L'Appel de Bamako préconise notamment la reprise du contrôle du récit africain par les Africains eux-mêmes, la promotion des langues nationales dans les médias et les plateformes numériques, ainsi qu'une coopération renforcée entre agences de presse, médias publics, médias privés et créateurs de contenus du continent.
Les signataires demandent également aux États africains et aux institutions régionales d'investir dans des infrastructures numériques souveraines, notamment des centres de données, des plateformes de diffusion, des systèmes d'archivage et des réseaux africains de distribution de l'information.
Le document plaide aussi pour la création de banques africaines d'images, de vidéos et de données afin de réduire la dépendance du continent vis-à-vis des plateformes étrangères.
Sur le plan professionnel, les participants recommandent un renforcement de la formation des journalistes aux nouveaux enjeux du numérique, à la couverture des crises, à l'éducation aux médias ainsi qu'à l'utilisation éthique de l'intelligence artificielle dans les rédactions.

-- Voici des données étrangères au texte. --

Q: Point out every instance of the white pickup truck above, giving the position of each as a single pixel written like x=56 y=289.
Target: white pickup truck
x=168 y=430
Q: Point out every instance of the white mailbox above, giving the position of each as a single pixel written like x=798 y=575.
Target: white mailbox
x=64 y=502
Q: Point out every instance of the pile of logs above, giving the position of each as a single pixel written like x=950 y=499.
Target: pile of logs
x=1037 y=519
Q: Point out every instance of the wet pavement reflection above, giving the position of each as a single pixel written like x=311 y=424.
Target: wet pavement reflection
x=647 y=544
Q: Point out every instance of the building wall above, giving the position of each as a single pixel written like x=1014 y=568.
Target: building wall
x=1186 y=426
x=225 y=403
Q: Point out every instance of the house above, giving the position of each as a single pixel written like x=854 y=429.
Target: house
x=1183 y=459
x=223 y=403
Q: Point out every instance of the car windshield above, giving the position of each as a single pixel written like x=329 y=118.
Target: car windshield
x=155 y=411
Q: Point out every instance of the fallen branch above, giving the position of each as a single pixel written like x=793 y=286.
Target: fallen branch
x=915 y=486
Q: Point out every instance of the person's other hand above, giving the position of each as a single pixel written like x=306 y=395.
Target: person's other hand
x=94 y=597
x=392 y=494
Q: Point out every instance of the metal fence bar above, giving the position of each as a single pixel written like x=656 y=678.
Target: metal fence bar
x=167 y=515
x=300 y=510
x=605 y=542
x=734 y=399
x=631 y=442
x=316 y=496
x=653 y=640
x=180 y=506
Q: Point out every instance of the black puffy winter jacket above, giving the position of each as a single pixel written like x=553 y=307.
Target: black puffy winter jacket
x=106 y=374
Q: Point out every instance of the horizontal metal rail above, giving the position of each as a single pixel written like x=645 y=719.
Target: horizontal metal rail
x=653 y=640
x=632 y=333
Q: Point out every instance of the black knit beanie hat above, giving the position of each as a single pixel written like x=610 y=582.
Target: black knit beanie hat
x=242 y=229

L'Appel de Bamako insiste également sur la nécessité de bâtir des modèles économiques viables pour les entreprises de presse africaines, à travers des mécanismes de financement durables, le développement d'abonnements numériques et un soutien accru des investisseurs africains.

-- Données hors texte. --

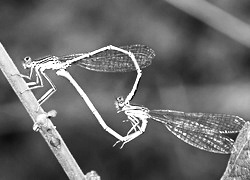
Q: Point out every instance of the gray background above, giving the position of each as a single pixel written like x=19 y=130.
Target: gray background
x=196 y=69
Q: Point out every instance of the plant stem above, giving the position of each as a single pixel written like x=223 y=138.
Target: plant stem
x=49 y=133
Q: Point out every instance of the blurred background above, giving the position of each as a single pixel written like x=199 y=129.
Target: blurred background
x=201 y=65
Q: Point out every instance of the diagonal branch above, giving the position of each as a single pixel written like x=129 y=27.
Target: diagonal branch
x=49 y=133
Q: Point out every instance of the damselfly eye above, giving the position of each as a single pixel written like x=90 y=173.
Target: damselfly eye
x=120 y=99
x=27 y=59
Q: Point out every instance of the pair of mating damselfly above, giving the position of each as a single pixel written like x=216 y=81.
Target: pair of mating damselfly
x=203 y=130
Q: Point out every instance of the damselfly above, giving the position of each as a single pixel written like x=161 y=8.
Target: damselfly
x=107 y=59
x=202 y=130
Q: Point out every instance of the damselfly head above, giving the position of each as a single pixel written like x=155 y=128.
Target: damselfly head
x=119 y=103
x=27 y=62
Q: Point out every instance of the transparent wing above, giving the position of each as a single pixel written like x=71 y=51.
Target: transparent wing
x=115 y=61
x=217 y=143
x=202 y=130
x=202 y=122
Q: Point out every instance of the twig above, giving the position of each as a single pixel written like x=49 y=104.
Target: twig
x=50 y=134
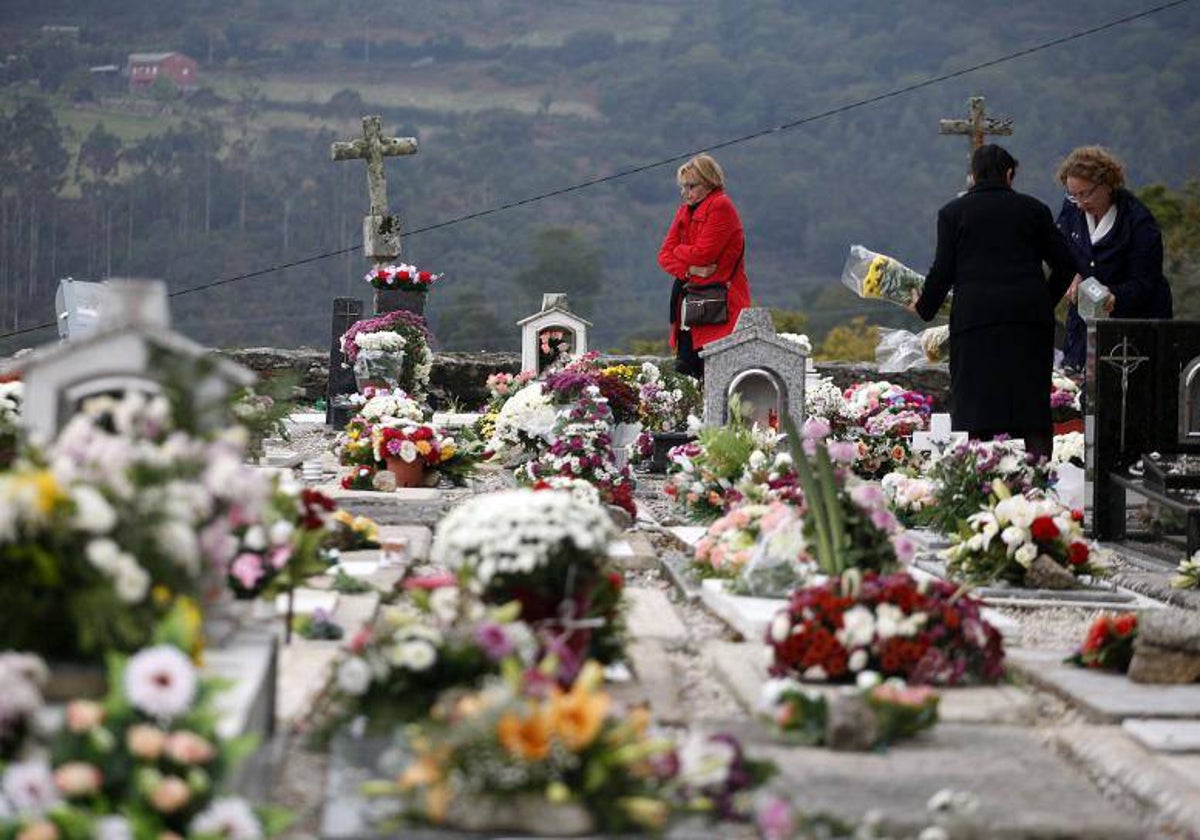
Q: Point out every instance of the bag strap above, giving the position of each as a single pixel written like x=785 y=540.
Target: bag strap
x=732 y=274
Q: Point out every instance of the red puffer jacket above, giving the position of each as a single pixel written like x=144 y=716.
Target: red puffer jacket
x=709 y=232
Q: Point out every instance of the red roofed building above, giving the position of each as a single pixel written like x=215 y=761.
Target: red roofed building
x=145 y=67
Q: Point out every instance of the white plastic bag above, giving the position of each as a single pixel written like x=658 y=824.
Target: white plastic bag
x=903 y=351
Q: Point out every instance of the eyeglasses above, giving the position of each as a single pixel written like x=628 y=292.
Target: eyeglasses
x=1075 y=198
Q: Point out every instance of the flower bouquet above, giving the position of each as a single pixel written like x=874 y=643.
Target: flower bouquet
x=11 y=399
x=348 y=532
x=148 y=762
x=875 y=275
x=897 y=711
x=1187 y=575
x=1021 y=540
x=927 y=633
x=502 y=385
x=281 y=549
x=526 y=757
x=581 y=448
x=382 y=337
x=966 y=477
x=23 y=677
x=402 y=276
x=436 y=637
x=1109 y=643
x=1065 y=400
x=547 y=551
x=1069 y=448
x=909 y=497
x=124 y=514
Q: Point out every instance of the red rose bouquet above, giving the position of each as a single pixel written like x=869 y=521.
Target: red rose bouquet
x=927 y=633
x=1109 y=643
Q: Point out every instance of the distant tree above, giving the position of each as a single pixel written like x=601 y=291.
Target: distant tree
x=588 y=46
x=100 y=154
x=852 y=341
x=789 y=321
x=1177 y=213
x=564 y=262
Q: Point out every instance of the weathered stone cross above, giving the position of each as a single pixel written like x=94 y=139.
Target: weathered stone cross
x=976 y=125
x=381 y=231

Les participants ont, en outre, réaffirmé le rôle des médias dans la promotion de la paix et la lutte contre l'extrémisme violent. Ils ont rappelé que les médias ne doivent jamais servir de tribune aux groupes terroristes ou aux idéologies radicales.
Dans leur engagement final, les signataires ont exprimé leur volonté commune de construire un espace médiatique africain « libre, fort, innovant, solidaire et souverain », afin que l'Afrique devienne pleinement maîtresse de son récit, de ses technologies et de son avenir informationnel.